After an avowal like this, it required an effort in me to summon up my resolution, and honestly state the doubts and difficulties that had arisen in my own mind. It was happy for me that my friends were men whose habitual sincerity prompted me to a similar conduct. I therefore took courage, opened my heart, and, while describing my own sensations, was impelled to confess that the practice of the law could with great difficulty indeed be reconciled to the principles of undeviating honesty.

‘I most sincerely rejoice,’ said Turl, ‘that these doubts have been suggested to you by other people, rather than by me: for I am very desirous you should not continue to think me too prone to censure. And, in addition to them, I would have you take a retrospect of your plan. To induce you to despond is a thing which I would most sedulously avoid: but to suffer you to delude yourself with the hopes of sudden wealth (and when I say sudden, I would give you a term of ten years) from the practice of the law, unless you should plunge into that practice with the most unqualified disregard to all that rectitude demands, would be to act the cowardly disingenuous hypocrite; and entirely to forget the first and best duties of friendship.

‘Should you ask–“What path then am I to pursue?” I own I am totally at a loss for an answer. The choice must be left to yourself. You are not ignorant that it is infinitely more easy to point out mistakes, which have been and still continue to be committed daily, than to teach how they may be entirely avoided. Of this I am well assured, if you will confide in and exert those powers of mind that you possess, they must lead you to a degree of happiness of the enjoyment of which, I am sorry to say, but few are capable.
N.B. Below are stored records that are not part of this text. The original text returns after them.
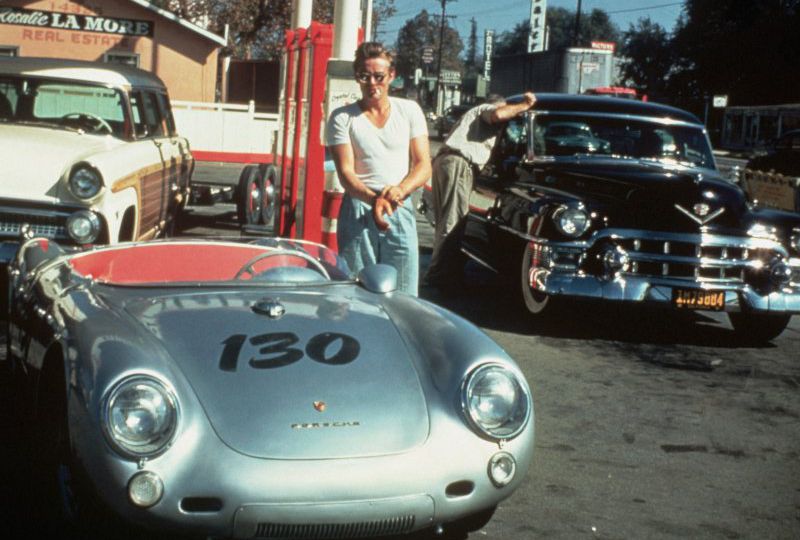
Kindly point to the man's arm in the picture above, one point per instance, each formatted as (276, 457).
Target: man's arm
(507, 111)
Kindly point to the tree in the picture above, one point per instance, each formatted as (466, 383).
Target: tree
(560, 27)
(423, 31)
(647, 58)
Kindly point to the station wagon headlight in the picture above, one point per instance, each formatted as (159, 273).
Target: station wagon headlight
(83, 226)
(141, 416)
(85, 182)
(496, 401)
(571, 222)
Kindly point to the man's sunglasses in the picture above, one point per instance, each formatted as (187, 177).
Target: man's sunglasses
(365, 77)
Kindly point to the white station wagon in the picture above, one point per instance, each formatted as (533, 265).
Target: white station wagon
(89, 153)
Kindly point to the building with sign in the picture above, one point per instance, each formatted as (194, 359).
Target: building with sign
(133, 32)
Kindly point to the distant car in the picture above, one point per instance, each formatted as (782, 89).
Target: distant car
(640, 216)
(573, 137)
(782, 157)
(254, 389)
(90, 152)
(450, 118)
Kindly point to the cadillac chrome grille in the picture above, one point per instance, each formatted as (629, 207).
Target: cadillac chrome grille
(684, 259)
(324, 531)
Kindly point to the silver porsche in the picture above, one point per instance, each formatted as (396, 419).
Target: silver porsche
(253, 388)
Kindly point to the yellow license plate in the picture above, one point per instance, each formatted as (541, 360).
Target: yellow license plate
(698, 299)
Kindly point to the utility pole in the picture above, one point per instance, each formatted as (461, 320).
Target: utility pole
(577, 34)
(439, 61)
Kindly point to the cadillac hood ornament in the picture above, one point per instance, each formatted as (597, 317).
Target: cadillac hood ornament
(701, 213)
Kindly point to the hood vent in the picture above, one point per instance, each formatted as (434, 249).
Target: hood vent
(390, 526)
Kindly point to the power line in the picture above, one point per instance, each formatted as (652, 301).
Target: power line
(644, 8)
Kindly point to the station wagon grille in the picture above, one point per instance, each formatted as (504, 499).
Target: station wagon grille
(48, 224)
(324, 531)
(46, 227)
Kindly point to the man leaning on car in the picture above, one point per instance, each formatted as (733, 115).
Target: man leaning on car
(464, 153)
‘From my own experience and from that of all the young men I meet, who are thrown upon the world, I find that the period which is most critical and full of danger, is the one during which they are obliged unsupported to seek a grateful and worthy way of employing their talents.

‘My own resource has been that of cheerfully submitting to what are called the hardships of obscure poverty; and of consoling myself, not only with a firm persuasion that by this course in time I shall infallibly change the scene, but that, till this time shall come, I am employing myself on the subjects which can best afford me present satisfaction. That is, in endeavours, however narrow and feeble, to enlarge the boundaries of human happiness; and by means like these to find a sufficiency for my own support.
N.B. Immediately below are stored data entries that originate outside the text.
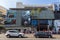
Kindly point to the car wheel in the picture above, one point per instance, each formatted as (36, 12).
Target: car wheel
(50, 36)
(20, 36)
(8, 36)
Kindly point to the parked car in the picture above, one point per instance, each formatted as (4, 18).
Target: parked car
(54, 32)
(43, 34)
(14, 33)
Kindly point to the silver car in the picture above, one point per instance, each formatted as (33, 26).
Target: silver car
(14, 33)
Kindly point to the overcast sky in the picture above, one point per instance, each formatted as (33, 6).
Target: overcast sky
(12, 3)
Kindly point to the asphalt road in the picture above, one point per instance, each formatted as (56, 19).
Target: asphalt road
(3, 37)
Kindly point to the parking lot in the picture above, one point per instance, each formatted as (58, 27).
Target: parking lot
(30, 37)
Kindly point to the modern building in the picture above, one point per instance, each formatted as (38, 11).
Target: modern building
(3, 12)
(38, 14)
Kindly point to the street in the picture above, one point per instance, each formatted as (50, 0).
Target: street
(3, 37)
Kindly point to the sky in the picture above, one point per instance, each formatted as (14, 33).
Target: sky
(12, 3)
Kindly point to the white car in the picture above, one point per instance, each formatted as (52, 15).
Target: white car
(14, 33)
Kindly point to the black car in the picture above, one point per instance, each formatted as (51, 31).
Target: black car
(41, 34)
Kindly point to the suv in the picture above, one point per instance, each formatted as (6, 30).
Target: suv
(43, 34)
(14, 33)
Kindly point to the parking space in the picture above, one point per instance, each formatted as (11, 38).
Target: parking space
(30, 37)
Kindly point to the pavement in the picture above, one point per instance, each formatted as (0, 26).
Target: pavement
(30, 37)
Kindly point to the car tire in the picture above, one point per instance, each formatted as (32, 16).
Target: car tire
(8, 36)
(19, 36)
(50, 36)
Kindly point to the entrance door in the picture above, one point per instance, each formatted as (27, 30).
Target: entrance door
(42, 28)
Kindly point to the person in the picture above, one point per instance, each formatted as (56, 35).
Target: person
(25, 23)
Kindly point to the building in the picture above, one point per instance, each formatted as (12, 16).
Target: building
(3, 12)
(41, 13)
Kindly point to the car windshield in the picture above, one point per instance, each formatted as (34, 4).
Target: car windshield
(14, 31)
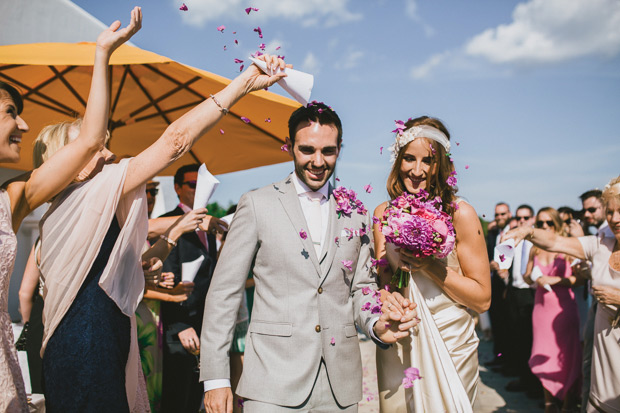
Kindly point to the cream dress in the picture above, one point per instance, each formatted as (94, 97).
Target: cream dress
(443, 346)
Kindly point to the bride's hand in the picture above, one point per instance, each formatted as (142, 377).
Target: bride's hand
(256, 79)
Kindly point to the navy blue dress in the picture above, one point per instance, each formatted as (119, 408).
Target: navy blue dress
(84, 362)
‘I know not that I ought to advise you to pursue a similar plan: though I can truly say I am unacquainted with any other, which is equally promising.

‘How to answer or appease the imperious demands of your present ruling passion I cannot devise. Neither can I say that I am convinced it is blameable except in its excess. That you should desire to obtain so rare and inestimable a treasure as that of a woman who, not to insist upon her peculiar beauty, is possessed of the high faculties with which she whom you love is affirmed to be endowed, is an ambition which my heart knows not how to condemn as unworthy. There is something in it so congenial to all my own feelings that to see you united to her would give me inexpressible pleasure.
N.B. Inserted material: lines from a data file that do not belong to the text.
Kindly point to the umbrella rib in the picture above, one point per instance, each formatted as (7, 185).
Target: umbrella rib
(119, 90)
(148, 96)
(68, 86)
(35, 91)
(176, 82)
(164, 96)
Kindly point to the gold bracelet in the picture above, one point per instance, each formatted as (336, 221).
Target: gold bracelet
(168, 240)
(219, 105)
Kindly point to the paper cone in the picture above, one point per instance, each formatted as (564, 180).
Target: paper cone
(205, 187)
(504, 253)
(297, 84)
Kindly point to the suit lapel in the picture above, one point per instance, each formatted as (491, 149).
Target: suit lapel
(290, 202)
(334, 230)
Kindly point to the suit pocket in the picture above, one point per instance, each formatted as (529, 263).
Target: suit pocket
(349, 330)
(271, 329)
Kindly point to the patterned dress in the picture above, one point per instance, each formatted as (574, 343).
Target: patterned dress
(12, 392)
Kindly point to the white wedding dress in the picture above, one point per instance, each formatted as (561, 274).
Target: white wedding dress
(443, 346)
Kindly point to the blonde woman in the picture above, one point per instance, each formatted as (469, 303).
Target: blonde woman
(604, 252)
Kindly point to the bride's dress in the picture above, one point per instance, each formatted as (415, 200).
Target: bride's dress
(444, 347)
‘You will perhaps be surprised to hear me own that, notwithstanding the obstacles are so numerous that I have no perception of the manner in which they are to be overcome, I yet rejoice with you that you have discovered such a woman; that she has assuredly a rooted affection for you; and that you have thus obtained one advantage over all your friends, a strong and unconquerable motive to outstrip them in your efforts.

‘Shall I add that, desperate as your case seems to be, I participate in your sanguine hopes? I do not deem them entirely romantic, but share in that which the phlegmatic would call the frenzy of your mind; and half-persuade myself that you will finally be victorious.

‘Then summon up your fortitude. Do not suffer the failure of ill-concerted plans either to lessen your ardour or give it a rash and dangerous direction. Be cool in decision, warm in pursuit, and unwearied in perseverance. Time is a never failing friend, to those who have the discernment to profit by the opportunities he offers. Let your eye be on the alert, and your hand active and firm, as circumstances shall occur, and I shall then say I scarcely know what it is that you may not hope to achieve!’

Wilmot stood with his head resting on his arm, leaning against the mantle-piece. When Turl began, his eye was cast down, a compassionate melancholy overspread his countenance, and a deep sigh broke from him unperceived by himself. As our mutual friend proceeded, his attitude altered, his head was raised, his eye brightened, his features glowed, his soul was wrapt in the visions which were raised by Turl, and, unconscious of his own existence or that he spoke, his interrupting ejaculations now and then involuntarily burst forth–‘That is true!–Well argued!–Do you think so?–Indeed!–I am glad of that!–Don’t despond, Trevor! Don’t despond!–‘Tis folly to despond!’

Just as he repeated the last sentence, ”Tis folly to despond,’ so full a remembrance of his former trains of thought came over him, and there was so divine a mixture of hope and melancholy in his face, which seemed so to reproach himself and to encourage me, that, divided as my feelings were between the generous emanations of Turl and these torrents of affection from a man who had suffered so deeply, I seized the hand of each, pressed them both to my heart, instantly dropped them again, covered my face, fell against the wall, and sobbed with something like hysteric passion.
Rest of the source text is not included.